Phil Flynn is writer of The Energy Report, a daily market commentary discussing oil, the Middle East, American government, economics, and their effects on the world's energies markets, as well as other commodity markets. Contact Mr. Flynn at (888) 264-5665
Sunday night is always a good time for markets to overreact after a pause in global trading. A wave of selling of oil and stocks on fears of a second wave of the coronavirus permeated the trade. The market is pricing in the odds of another lock down of global economies, thereby taking away the oil demand gains that we have seen in recent weeks. China, ground zero for the start of the coronavirus, accentuated those concerns. After nearly two months with no new infections, Beijing officials have reported 79 coronavirus cases over the past four days, according to Reuters. We also saw increases in disease in parts of the U.S. and Japan as well. Yet is it too early to predict a massive second wave?

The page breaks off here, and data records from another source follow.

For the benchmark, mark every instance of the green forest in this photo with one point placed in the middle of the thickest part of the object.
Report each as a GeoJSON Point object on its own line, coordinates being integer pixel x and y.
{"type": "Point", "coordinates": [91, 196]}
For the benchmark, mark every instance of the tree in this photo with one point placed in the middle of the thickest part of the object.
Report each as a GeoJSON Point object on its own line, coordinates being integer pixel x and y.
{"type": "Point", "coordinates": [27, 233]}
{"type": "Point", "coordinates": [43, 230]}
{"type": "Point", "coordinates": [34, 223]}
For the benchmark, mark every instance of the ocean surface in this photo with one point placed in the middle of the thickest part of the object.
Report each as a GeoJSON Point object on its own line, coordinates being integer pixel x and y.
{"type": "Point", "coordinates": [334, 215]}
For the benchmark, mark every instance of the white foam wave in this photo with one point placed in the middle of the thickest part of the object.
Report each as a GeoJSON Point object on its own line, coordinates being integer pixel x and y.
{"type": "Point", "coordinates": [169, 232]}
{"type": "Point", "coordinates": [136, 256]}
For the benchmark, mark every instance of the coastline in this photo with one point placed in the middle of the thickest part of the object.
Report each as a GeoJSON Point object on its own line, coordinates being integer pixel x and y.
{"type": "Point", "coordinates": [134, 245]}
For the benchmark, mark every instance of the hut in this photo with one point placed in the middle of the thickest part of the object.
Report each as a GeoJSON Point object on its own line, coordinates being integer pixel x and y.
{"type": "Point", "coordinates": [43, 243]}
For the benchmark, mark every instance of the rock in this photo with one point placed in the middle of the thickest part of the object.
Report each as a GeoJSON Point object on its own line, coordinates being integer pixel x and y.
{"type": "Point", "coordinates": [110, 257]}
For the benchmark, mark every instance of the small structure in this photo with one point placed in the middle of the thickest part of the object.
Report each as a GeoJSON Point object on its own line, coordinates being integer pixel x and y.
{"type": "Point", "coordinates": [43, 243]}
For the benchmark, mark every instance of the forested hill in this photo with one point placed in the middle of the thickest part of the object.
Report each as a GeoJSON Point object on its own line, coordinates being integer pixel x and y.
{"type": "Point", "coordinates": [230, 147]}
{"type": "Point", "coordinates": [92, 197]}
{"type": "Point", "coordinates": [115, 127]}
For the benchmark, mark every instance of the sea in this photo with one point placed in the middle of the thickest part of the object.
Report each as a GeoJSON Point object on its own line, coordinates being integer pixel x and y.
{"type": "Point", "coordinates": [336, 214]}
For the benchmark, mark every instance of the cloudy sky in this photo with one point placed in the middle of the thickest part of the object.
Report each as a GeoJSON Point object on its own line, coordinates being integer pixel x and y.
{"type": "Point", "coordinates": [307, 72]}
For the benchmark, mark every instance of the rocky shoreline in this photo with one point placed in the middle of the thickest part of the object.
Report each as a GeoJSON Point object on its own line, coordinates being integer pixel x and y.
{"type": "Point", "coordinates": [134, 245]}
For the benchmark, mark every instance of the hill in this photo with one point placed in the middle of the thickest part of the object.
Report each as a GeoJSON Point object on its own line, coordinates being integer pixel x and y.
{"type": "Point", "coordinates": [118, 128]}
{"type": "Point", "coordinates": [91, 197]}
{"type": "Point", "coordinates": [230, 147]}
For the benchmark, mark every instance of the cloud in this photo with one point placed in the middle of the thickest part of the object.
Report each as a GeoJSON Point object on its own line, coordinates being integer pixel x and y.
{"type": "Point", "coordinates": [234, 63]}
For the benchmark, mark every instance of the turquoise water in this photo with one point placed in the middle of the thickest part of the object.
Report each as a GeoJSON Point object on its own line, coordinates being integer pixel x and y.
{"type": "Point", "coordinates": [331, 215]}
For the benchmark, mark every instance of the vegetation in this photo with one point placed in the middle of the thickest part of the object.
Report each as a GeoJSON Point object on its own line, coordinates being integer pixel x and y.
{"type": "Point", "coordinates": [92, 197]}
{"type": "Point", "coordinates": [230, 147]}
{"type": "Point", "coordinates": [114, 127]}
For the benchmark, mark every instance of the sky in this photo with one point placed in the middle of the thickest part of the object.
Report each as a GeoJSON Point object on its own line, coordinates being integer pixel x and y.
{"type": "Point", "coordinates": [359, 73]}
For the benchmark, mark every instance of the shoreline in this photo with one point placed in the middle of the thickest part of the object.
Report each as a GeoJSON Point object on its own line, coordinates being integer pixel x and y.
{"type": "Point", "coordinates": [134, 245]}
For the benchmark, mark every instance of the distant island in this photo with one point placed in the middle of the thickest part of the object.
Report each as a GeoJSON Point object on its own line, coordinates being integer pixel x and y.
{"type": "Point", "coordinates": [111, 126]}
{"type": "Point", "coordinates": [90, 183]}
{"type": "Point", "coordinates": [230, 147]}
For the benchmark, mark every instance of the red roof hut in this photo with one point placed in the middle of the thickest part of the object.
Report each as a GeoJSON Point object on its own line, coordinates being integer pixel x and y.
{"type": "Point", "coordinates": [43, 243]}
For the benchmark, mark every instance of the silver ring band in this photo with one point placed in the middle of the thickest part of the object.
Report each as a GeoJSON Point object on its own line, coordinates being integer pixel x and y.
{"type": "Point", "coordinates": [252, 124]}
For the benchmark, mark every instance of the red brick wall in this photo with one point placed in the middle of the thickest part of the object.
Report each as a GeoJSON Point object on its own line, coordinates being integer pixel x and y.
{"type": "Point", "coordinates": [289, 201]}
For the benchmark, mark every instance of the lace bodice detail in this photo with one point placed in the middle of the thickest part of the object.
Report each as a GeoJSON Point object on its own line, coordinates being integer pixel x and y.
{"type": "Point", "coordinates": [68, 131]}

It’s too early to predict another shutdown of the global economy. Oil also should focus on what seems to be a better outlook when it comes to a rebalancing of global oil supply.
We saw, for example, another increase in China’s industrial output for the second month in a row in May. Chinese refinery runs also spiked by 8.2% to an impressive 13.6 million barrels a day.
We see better compliance with the most significant OPEC Plus production cut in history, which increases the odds that the reduction will be extended until the end of the year. The cut that had reduced 10% of the global supply was in jeopardy due to some noncompliance. The biggest offender was Iraq, and both Russia and Saudi Arabia exerted pressure on the country to get their oil production under control. Reuters is reporting that is happening. They wrote, “Iraq has agreed with major oil companies operating its giant southern oilfields to cut crude production further in June, Iraqi officials working at the fields told Reuters on Sunday. Baghdad aims to improve its compliance with its output cut targets under a global deal with OPEC and its allies to reduce the oil supply. Iraq has agreed with Russia’s Lukoil (LKOH.MM) to start an additional cut of 50,000 barrels per day (bpd) as of June 13 to lower production from the West Qurna 2 field to around 275,000 bpd. Lukoil cut output by 70,000 bpd in May in response to a request by Iraq’s oil ministry; two Iraqi oilfield managers told Reuters on Sunday. Production from West Qurna 2 was around 395,000 bpd in April, the managers said.”
The Iraqi oil managers, who oversee production operations, said state-run Basra Oil Company had asked B.P. (BP.L) to cut production from the Rumaila oilfield by around 140,000 bpd of its total production, which stands at between 1.4 million bpd to 1.45 million bpd. Exxon Mobile Corp (XOM.N) has also agreed to cut an additional 70,000 bpd from the West Qurna 1 field to reduce production to around 350,000 bpd in June, the two Iraqi managers said. Production was cut by about 50,000 bpd in May and stood at approximately 420,000 bpd. Lukoil, B.P., and Exxon were not immediately available for comment. Iraq has told OPEC it would start an urgent plan to cut its oil production gradually to fully comply with its quota after the group demanded that Baghdad and other laggards adhere to a pact on output curbs.
B.P. is anxious about the future of oil demand. The Wall Street Journal reported that, “BP PLC is writing down up to $17.5 billion of its assets and might leave some of its oil and gas in the ground because of lower energy prices and weakened demand amid the global crisis caused by the novel coronavirus. The British energy giant sees the pandemic—which caused nationwide shutdowns and drove U.S. oil prices into negative territory—having a lasting economic impact, leading to fragile energy demand and sinking prices. The virus will also accelerate the world’s shift to a lower-carbon economy, B.P. said, with governments directing some of their stimulus packages to climate-friendly initiatives. B.P.’s shares were down 4% in early trading Monday. The company expects to report its second-quarter results on Aug. 4, a week later than previously planned.
The largest write-down by an oil major in years is also linked to B.P.’s newly appointed chief executive’s plans to reshape the company. Bernard Looney, who was promoted in February, wants to prepare for a low-carbon future by making B.P. leaner and nimbler. Last week, B.P. said it was cutting nearly 10,000 jobs, or 14% of its workforce, as it seeks to strengthen its finances. That followed a move by Chevron Corp. to cut its workforce by up to 15%.
Gas demand is coming back and so are gasoline prices. The A.P. reported that, “The average U.S. price of regular-grade gasoline rose 11 cents over the past two weeks, to $2.16 per gallon. Industry analyst Trilby Lundberg of the Lundberg Survey says Sunday that the jump came as crude oil costs increased. The highest average price in the nation for regular-grade gas is $3.11 per gallon in Honolulu. The lowest average is $1.69 in Baton Rouge, Louisiana. The average price of diesel is $2.55, the same as two weeks ago.
Rbob futures look solid as demand is coming back. The second wave fears may pause us, but Rbob should have a great week. It should also help the oversupplied distillate market.
Natural gas still in a range but always looking negative.